Dalam acara Kontes dan Lelang Bandeng Sidoarjo sebelum pandemi, Rabu (13/11/2019), Pemerintah Kabupaten Sidoarjo berhasil menghimpun dana Rp 1,4 miliar hanya dalam waktu 2 jam. Bandeng terbesar dengan berat 7,66 kg dimenangi Kahuripan Nirwana Village (KNV), pengembang perumahan dengan penawaran Rp 155 juta.
Bandeng terbesar kedua dimenangi Minarak Gas Brantas dan PT Sarana Dwi Makmur yang sama-sama menawar Rp 150 juta. Adapun bandeng terbesar ketiga dimenangi pengembang perumahan Pondok Tjandra dengan nilai penawaran Rp 120 juta.
Sekretaris Daerah Sidoarjo Achmad Zaini mengatakan, uang hasil lelang dikelola untuk kegiatan sosial masyarakat yang tidak dianggarkan dalam Anggaran Pendapatan dan Belanja Daerah. Lelang bandeng merupakan sarana menggugah kesadaran warga, terutama perusahaan swasta yang beroperasi di Sidoarjo, untuk berpartisipasi mengatasi masalah sosial kemayarakatan dan menjadikan mereka peka pada lingkungan sekitar.
”Di sisi lain, kontes dan lelang bandeng menjadi penyuntik semangat bagi petambak untuk mengembangkan usahanya di tengah industri yang berkembang pesat di Sidoarjo,” ujar Zaini.

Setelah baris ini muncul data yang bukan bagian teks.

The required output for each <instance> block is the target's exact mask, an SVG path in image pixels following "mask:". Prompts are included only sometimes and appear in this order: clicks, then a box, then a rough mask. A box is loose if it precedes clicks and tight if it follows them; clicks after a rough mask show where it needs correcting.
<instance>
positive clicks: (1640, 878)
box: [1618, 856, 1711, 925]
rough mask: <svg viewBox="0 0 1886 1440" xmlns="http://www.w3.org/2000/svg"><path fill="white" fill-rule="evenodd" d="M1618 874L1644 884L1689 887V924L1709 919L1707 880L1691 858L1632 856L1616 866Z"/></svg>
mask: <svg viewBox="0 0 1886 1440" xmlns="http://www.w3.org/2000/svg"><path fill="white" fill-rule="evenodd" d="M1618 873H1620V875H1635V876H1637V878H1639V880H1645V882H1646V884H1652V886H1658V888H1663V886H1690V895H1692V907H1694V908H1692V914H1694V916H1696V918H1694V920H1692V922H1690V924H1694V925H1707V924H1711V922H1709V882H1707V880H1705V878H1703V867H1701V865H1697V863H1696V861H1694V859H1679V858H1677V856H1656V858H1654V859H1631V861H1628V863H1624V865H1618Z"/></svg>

Kepala Dinas Pemuda, Olahraga, dan Pariwisata Sidoarjo Djoko Supriyadi menambahkan, kontes dan lelang bandeng juga berpotensi dikemas menjadi wisata edukasi dan hiburan bagi masyarakat. Proses pemeliharaan bandeng, penangkapan, hingga pengukuran berat bandeng berpotensi menjadi obyek wisata edukasi.
Sementara itu, lelang bandeng yang dimeriahkan oleh beragam budaya khas Sidoarjo, seperti penampilan Reog Cemandi dan tarian Banjar Kemuning, merupakan sarana edukasi dan hiburan bagi masyarakat. Dalam acara itu, pelaku usaha mikro, kecil, dan menengah (UMKM) diberi kesempatan berkreasi mengolah bandeng menjadi makanan yang lezat dan memperkaya keanekaragaman oleh-oleh Sidoarjo.
Bertambak bandeng memang usaha kawak yang berkembang sejak zaman Majapahit, bahkan bisa jadi jauh sebelum itu. Namun, alih-alih ditinggalkan, eksistensi usaha budidaya bandeng ini justru terus berkembang sehingga mampu menjadi sumbu pemutar roda ekonomi di pesisir utara ”Brang Wetan”, sebutan Jatim.
Usaha tambak bandeng yang telah lama melebur dalam budaya masyarakat lokal sampai kini terbukti bisa berkontribusi positif dalam menumbuhsuburkan nilai kearifan terutama rasa kesetiakawanan sosial.